Vietnamese director Bui Thac Chuyen waited five years for his lead actress to be ready to star in his latest feature Glorious Ashes, he told Japanese filmmaker Akio Fujimoto at Tokyo International Film Festival today (October 25).
The two were in conversation as part of TIFF’s Lounge talks the day after the world premiere of Bui Thac’s rural drama, which plays in the festival’s Competition section – the first time a Vietnamese film has been selected for the competitive strand.
“When you’re casting, you sometimes have those moments where you feel like it simply has to be this person,” said Bui Thac. “Much like characters are the most important part of screenplays, actors are the most important part of films.”
The Vietnamese director, who previously made Venice award-winning feature Adrift, said he met the actor who plays Glorious Ashes’ lead character Hau, Bao Ngoc Doling, when she was just 13. The film was shot five years later when the actor was the right age for the role.
Fujimoto, whose most recent film Along the Sea featured in TIFF’s World Focus section in 2020, discussed how he travelled to Vietnam to cast his actors and held auditions without making any distinction between professionals and amateurs.
“I don’t worry about whether actors are professionals or not, because everyone in life ‘acts’ from a young age,” said the direct, who splits his time between Japan and Myanmar. “I wasn’t concerned so much with whether they were ‘good’ or ‘bad’ at acting, but whether their backgrounds fit the film and whether they felt a strong reason they had to be in it.”
“When I saw your film for the first time, I was surprised to see Vietnamese people appear,” said Bui Thac to Fujimoto, whose Along the Sea is about three Vietnamese women who have moved to Japan to work under the country’s “technical trainee” programme.
“I felt it did a great job of portraying the reality of Vietnamese people living and working in Japan. I’ve always thought that the real lives of people are more interesting than fiction, and your characters felt very real.”
Fujimoto explained that he became interested in the lives of technical trainees and language students in Japan after hearing about incidents of harsh treatment and abuse.
“Some people coming to Japan are treated more like labourers first and human beings second,” said Fujimoto. “My wife, too, came to Japan to work and support her family, so I felt a lot of empathy for such characters.”
Vital, active characters
Fujimoto asked Bui Thac about the process behind adapting Glorious Ashes, which centres on three women in a rural riverside town in Vietnam, from a pair of stories by author Nguyen Ngoc Tu.
“Her stories are always very short, but her words really paint a picture, and her characters are so vital and active. I wanted to keep that essence alive when adapting the stories,” said Bui Thac.
Common ground discovered by the two directors was the importance they place on setting. Both Fujimoto and Bui Thac sent the casts of their films to live in their respective locations prior to filming to generate a more authentic feel.

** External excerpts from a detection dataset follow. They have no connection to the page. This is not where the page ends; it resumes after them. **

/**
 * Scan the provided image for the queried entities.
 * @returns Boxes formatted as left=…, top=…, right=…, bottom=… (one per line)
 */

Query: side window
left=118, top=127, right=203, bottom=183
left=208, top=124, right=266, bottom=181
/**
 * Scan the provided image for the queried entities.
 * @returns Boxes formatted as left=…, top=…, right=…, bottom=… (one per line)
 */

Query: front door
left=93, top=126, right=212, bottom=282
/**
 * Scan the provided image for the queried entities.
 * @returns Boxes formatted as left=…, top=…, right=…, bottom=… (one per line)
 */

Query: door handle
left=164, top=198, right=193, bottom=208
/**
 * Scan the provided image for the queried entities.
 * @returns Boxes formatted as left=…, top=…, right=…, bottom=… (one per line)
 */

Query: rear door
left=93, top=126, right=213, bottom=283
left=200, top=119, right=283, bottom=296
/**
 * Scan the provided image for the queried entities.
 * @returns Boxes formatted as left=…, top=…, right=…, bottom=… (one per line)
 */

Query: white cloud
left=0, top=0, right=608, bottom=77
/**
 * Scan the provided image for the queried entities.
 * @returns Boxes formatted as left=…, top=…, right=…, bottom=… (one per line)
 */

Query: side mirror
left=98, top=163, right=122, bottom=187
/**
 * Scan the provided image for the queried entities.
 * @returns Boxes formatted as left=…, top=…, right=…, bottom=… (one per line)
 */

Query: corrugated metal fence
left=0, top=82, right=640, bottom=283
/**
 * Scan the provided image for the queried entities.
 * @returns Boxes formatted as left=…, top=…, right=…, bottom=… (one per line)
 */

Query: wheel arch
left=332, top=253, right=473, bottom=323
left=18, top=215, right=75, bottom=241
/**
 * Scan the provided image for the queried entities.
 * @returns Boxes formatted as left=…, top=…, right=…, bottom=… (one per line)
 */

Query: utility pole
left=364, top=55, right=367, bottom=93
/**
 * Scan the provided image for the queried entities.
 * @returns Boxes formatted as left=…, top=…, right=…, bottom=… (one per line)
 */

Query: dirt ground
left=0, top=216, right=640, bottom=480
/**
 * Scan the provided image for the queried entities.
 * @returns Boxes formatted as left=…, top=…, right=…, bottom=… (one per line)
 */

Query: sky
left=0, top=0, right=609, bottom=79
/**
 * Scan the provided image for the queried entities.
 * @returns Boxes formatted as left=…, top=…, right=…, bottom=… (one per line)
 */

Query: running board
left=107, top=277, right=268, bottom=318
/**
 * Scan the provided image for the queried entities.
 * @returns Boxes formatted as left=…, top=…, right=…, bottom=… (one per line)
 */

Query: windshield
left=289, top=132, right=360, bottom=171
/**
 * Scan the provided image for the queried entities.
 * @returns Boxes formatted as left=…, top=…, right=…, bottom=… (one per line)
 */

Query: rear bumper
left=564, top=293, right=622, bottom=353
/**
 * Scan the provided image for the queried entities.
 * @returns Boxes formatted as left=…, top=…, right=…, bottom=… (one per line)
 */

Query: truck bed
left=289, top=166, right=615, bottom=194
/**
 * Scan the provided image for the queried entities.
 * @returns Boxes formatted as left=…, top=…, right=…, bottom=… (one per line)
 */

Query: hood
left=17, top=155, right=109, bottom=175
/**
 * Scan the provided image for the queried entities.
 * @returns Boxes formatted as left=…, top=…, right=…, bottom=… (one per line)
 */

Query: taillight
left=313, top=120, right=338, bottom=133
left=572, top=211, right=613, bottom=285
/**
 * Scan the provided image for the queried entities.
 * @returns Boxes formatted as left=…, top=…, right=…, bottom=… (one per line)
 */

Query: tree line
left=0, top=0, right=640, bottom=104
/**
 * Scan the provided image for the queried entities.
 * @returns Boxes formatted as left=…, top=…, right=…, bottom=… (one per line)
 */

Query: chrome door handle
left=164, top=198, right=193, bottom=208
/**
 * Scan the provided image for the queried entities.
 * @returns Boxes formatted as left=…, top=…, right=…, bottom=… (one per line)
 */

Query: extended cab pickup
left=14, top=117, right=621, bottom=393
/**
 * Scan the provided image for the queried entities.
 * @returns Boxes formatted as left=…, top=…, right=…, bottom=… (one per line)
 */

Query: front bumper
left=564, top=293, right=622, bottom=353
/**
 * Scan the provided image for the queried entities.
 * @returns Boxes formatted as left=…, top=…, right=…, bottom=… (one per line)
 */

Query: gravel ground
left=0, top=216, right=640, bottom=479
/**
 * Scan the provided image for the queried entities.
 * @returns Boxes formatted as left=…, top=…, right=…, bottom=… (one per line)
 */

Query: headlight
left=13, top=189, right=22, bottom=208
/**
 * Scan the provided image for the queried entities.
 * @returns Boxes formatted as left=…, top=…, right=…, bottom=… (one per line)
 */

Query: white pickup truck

“I was very lucky in that my actors were willing and even enthusiastic about doing so,” said Bui Thac, adding that some even cancelled other jobs to go spend time on location before the shoot. “I think that’s part of why the film has such vitality.”
In both locations, oceans and rivers play a vital role. in Fujimoto’s Along the Sea, the Vietnamese workers earn their living working at a fishery, while in Glorious Ashes, the characters depend on waterways for transportation and livelihood.
“I really felt the harmony between people and water in your film,” Fujimoto told Bui Thac. “As a Japanese viewer, even, it felt quite universal.”
“Japan and Vietnam are both countries with long coastlines,” agreed Bui Thac. “For me, water is connected to things like love and lust. When you have a problem in life, you can sink into the water and search for the answer, and in doing so, you can discover yourself.”
The two directors finished the discussion by suggesting that they try making films in each other’s respective countries.
“I feel like your films aren’t really bound by things like nationality or borders,” Fujimoto told Bui Thac. “I think if you made a film in Japan, it would really have your distinct voice and be something only you could make.”
Bui Thac returned the compliment and asked Fujimoto to continue introducing Vietnam from fresh points of view.
The TIFF Lounge talk series will continue throughout the festival, which runs until November 2.
Quotes are translated from Japanese. Bui Thac’s quotes were via a Vietnamese-Japanese interpreter.